The law replaces the Pediatric Rule, a regulation that took effect in 1998 granting the FDA the authority to require pediatric drug studies. It was struck down in October 2002 by the U.S. District Court for the District of Columbia on the grounds that the agency did not have the statutory authority to require such studies.

Enactment of the Pediatric Research Equity Act into law is more than a procedural victory, according to physicians. Supported by the American Academy of Pediatrics and the American Academy of Child and Adolescent Psychiatry, “it says [to drug manufacturers] right from the get-go, ‘You need to put safety and efficacy data in as part of the development’ when you’re submitting a new drug application,” said Adelaide Robb, MD, a child and adolescent psychiatrist at Children’s National Medical Center in Washington, D.C. As a result, she added, physicians may be “more likely to look at newer medicines rather than only existing ones because they’ve only been tested in adults.”

The law “is in place of doctors doing unregulated experiments,” said Richard Gorman, MD, a pediatrician in private practice in Ellicott City, Maryland. “The reality is that children are not adults – they are physiologically different. Testing drugs in immature biological systems has taught us a lot,” he added. For example, a pharmacology committee conducting clinical trials on a pediatric population were surprised to learn that dosing ranges for children were off by a factor of 50% to two times the appropriate amount, Dr. Gorman said. “It came as a huge surprise…we were giving either half of an appropriate dosage to two times as much.”

Not everyone is enthusiastic about the FDA’s new legal authority to require evidence of drug safety for children.

Vera Hassner Sharav, who heads the Alliance for Human Research Protection, a New York based advocacy group, said children enrolled in clinical trials do not receive the protection they need and parents often are not adequately informed of potential downsides. “When children are recruited for studies that are not for a life-threatening condition, there is greater need to justify exposing children to pain risk and discomfort,” she said.

Since the 1997 law creating the Best Pharmaceuticals for Children Act, which provided financial incentives for conducting pediatric studies, “children are being harmed,” Ms. Sharav said. “The big one you have is SSRIs [selective serotonin reuptake inhibitors],” she said.

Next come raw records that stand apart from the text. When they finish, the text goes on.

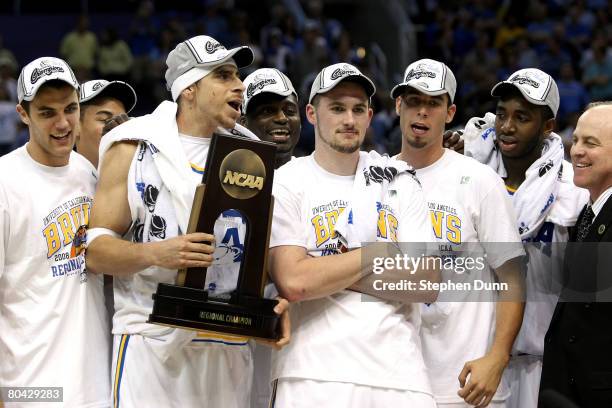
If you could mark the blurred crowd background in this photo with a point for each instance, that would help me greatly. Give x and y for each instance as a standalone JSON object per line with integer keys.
{"x": 483, "y": 41}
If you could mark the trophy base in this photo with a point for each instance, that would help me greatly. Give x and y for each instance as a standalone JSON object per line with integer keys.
{"x": 192, "y": 309}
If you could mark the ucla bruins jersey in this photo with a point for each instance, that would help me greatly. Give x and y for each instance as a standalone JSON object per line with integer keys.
{"x": 344, "y": 337}
{"x": 467, "y": 204}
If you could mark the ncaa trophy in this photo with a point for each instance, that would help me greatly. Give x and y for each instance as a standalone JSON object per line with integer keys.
{"x": 238, "y": 176}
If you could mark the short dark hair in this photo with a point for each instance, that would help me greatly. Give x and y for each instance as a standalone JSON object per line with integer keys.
{"x": 597, "y": 103}
{"x": 54, "y": 83}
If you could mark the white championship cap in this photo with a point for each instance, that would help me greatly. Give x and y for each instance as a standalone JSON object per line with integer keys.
{"x": 115, "y": 89}
{"x": 42, "y": 70}
{"x": 429, "y": 77}
{"x": 195, "y": 58}
{"x": 536, "y": 86}
{"x": 332, "y": 75}
{"x": 266, "y": 80}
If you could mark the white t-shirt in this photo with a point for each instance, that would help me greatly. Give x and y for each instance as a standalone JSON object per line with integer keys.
{"x": 133, "y": 293}
{"x": 347, "y": 336}
{"x": 53, "y": 325}
{"x": 229, "y": 230}
{"x": 468, "y": 203}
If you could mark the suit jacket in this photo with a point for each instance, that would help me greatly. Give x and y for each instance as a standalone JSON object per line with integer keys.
{"x": 578, "y": 344}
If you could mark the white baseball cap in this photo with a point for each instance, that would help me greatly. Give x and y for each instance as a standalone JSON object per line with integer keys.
{"x": 195, "y": 58}
{"x": 42, "y": 70}
{"x": 430, "y": 77}
{"x": 536, "y": 86}
{"x": 115, "y": 89}
{"x": 266, "y": 80}
{"x": 332, "y": 75}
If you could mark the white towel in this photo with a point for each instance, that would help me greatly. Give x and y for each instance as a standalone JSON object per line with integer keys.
{"x": 375, "y": 175}
{"x": 536, "y": 195}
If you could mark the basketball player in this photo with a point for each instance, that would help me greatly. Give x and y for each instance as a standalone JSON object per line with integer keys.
{"x": 141, "y": 210}
{"x": 271, "y": 111}
{"x": 348, "y": 349}
{"x": 100, "y": 101}
{"x": 529, "y": 157}
{"x": 52, "y": 315}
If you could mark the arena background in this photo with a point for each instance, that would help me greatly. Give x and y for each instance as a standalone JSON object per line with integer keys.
{"x": 483, "y": 41}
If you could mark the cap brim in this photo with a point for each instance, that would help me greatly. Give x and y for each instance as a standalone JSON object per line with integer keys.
{"x": 282, "y": 94}
{"x": 400, "y": 88}
{"x": 36, "y": 87}
{"x": 358, "y": 79}
{"x": 365, "y": 82}
{"x": 503, "y": 87}
{"x": 118, "y": 90}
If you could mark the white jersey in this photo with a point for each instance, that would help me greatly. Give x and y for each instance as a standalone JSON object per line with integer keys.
{"x": 53, "y": 325}
{"x": 133, "y": 294}
{"x": 345, "y": 337}
{"x": 546, "y": 264}
{"x": 468, "y": 203}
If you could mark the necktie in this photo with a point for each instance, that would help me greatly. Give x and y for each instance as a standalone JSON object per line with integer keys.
{"x": 585, "y": 224}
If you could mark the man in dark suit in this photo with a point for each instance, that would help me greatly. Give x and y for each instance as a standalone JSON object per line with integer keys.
{"x": 578, "y": 345}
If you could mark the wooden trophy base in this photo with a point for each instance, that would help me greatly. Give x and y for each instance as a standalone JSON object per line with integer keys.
{"x": 192, "y": 309}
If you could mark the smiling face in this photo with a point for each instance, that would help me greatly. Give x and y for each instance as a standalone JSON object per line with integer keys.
{"x": 52, "y": 120}
{"x": 93, "y": 118}
{"x": 275, "y": 118}
{"x": 520, "y": 127}
{"x": 219, "y": 96}
{"x": 591, "y": 150}
{"x": 340, "y": 117}
{"x": 423, "y": 119}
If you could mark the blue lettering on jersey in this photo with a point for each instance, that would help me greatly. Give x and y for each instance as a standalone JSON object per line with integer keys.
{"x": 544, "y": 238}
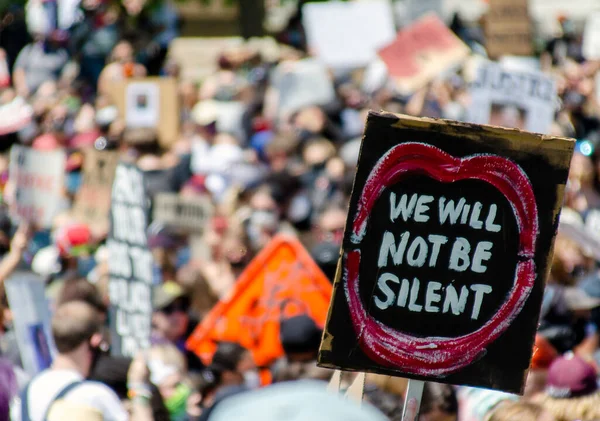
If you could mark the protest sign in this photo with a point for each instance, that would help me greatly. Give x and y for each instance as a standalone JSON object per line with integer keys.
{"x": 446, "y": 250}
{"x": 281, "y": 282}
{"x": 348, "y": 43}
{"x": 421, "y": 52}
{"x": 417, "y": 8}
{"x": 524, "y": 100}
{"x": 301, "y": 84}
{"x": 92, "y": 202}
{"x": 508, "y": 28}
{"x": 182, "y": 212}
{"x": 130, "y": 264}
{"x": 31, "y": 318}
{"x": 149, "y": 103}
{"x": 37, "y": 178}
{"x": 591, "y": 37}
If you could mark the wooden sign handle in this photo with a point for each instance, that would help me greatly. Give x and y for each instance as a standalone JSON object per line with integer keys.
{"x": 412, "y": 401}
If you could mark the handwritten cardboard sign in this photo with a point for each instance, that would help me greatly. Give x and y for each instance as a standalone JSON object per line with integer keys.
{"x": 508, "y": 98}
{"x": 347, "y": 43}
{"x": 187, "y": 213}
{"x": 282, "y": 281}
{"x": 31, "y": 317}
{"x": 38, "y": 179}
{"x": 421, "y": 52}
{"x": 508, "y": 28}
{"x": 92, "y": 202}
{"x": 446, "y": 251}
{"x": 130, "y": 264}
{"x": 149, "y": 103}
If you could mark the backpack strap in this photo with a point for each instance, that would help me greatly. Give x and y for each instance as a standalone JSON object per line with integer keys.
{"x": 61, "y": 394}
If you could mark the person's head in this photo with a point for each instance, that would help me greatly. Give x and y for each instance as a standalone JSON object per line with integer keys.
{"x": 122, "y": 53}
{"x": 439, "y": 403}
{"x": 300, "y": 338}
{"x": 571, "y": 390}
{"x": 236, "y": 365}
{"x": 8, "y": 387}
{"x": 171, "y": 305}
{"x": 79, "y": 289}
{"x": 520, "y": 411}
{"x": 167, "y": 371}
{"x": 76, "y": 330}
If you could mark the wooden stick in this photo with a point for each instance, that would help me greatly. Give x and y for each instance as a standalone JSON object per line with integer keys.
{"x": 357, "y": 389}
{"x": 336, "y": 381}
{"x": 412, "y": 402}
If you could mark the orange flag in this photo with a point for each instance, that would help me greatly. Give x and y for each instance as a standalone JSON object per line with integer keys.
{"x": 280, "y": 282}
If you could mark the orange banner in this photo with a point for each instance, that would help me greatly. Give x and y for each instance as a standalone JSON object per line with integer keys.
{"x": 281, "y": 281}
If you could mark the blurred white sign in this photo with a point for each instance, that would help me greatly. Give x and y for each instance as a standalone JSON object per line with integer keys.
{"x": 348, "y": 34}
{"x": 37, "y": 178}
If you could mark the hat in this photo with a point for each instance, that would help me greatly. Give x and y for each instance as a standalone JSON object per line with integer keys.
{"x": 45, "y": 262}
{"x": 543, "y": 353}
{"x": 73, "y": 239}
{"x": 205, "y": 113}
{"x": 165, "y": 294}
{"x": 45, "y": 142}
{"x": 301, "y": 400}
{"x": 570, "y": 376}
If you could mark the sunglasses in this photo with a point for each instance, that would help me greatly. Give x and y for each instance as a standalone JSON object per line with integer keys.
{"x": 177, "y": 305}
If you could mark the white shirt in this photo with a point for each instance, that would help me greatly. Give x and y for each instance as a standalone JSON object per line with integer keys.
{"x": 45, "y": 386}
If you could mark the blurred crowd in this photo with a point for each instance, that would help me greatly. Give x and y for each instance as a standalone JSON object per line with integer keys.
{"x": 273, "y": 170}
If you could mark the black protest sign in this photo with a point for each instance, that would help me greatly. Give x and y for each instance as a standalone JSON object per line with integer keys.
{"x": 446, "y": 250}
{"x": 182, "y": 212}
{"x": 130, "y": 263}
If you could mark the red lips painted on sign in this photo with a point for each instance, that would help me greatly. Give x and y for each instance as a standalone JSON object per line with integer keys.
{"x": 440, "y": 356}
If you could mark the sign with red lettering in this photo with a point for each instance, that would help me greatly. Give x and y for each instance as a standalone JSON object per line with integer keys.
{"x": 37, "y": 179}
{"x": 421, "y": 52}
{"x": 446, "y": 249}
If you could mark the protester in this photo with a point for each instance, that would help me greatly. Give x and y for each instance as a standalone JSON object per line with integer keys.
{"x": 265, "y": 167}
{"x": 571, "y": 390}
{"x": 77, "y": 336}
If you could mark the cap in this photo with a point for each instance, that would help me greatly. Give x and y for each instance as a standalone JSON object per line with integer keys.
{"x": 165, "y": 294}
{"x": 306, "y": 400}
{"x": 205, "y": 113}
{"x": 570, "y": 376}
{"x": 578, "y": 299}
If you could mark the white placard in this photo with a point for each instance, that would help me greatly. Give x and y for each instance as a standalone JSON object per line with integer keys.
{"x": 38, "y": 179}
{"x": 31, "y": 318}
{"x": 301, "y": 84}
{"x": 591, "y": 37}
{"x": 348, "y": 34}
{"x": 525, "y": 100}
{"x": 130, "y": 264}
{"x": 142, "y": 105}
{"x": 417, "y": 8}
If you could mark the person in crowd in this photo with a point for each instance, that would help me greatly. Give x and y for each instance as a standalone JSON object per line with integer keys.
{"x": 235, "y": 365}
{"x": 40, "y": 61}
{"x": 107, "y": 369}
{"x": 168, "y": 371}
{"x": 571, "y": 391}
{"x": 76, "y": 333}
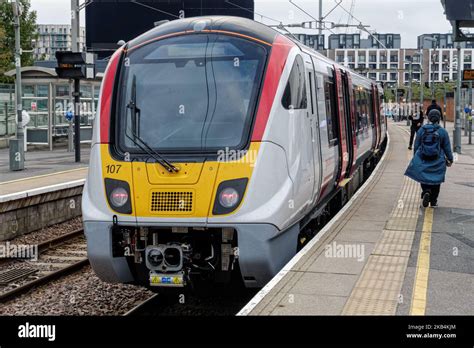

The use of antidepressants to treat child and adolescent depression is “raising lots of controversy,” said Dr. Robb, noting that the FDA will convene a meeting on Feb. 2 examining the link between suicide and use of various antidepressants by pediatric patients. But more, not less, research on drugs is needed to help physicians learn which medications work best in children, she said. “Even if all [SSRIs] work in grown-ups, we learned [from previous studies] they don’t all work in kids. That helped us as pediatric psychiatrists determine which group of medicines to work from. That was an important finding.”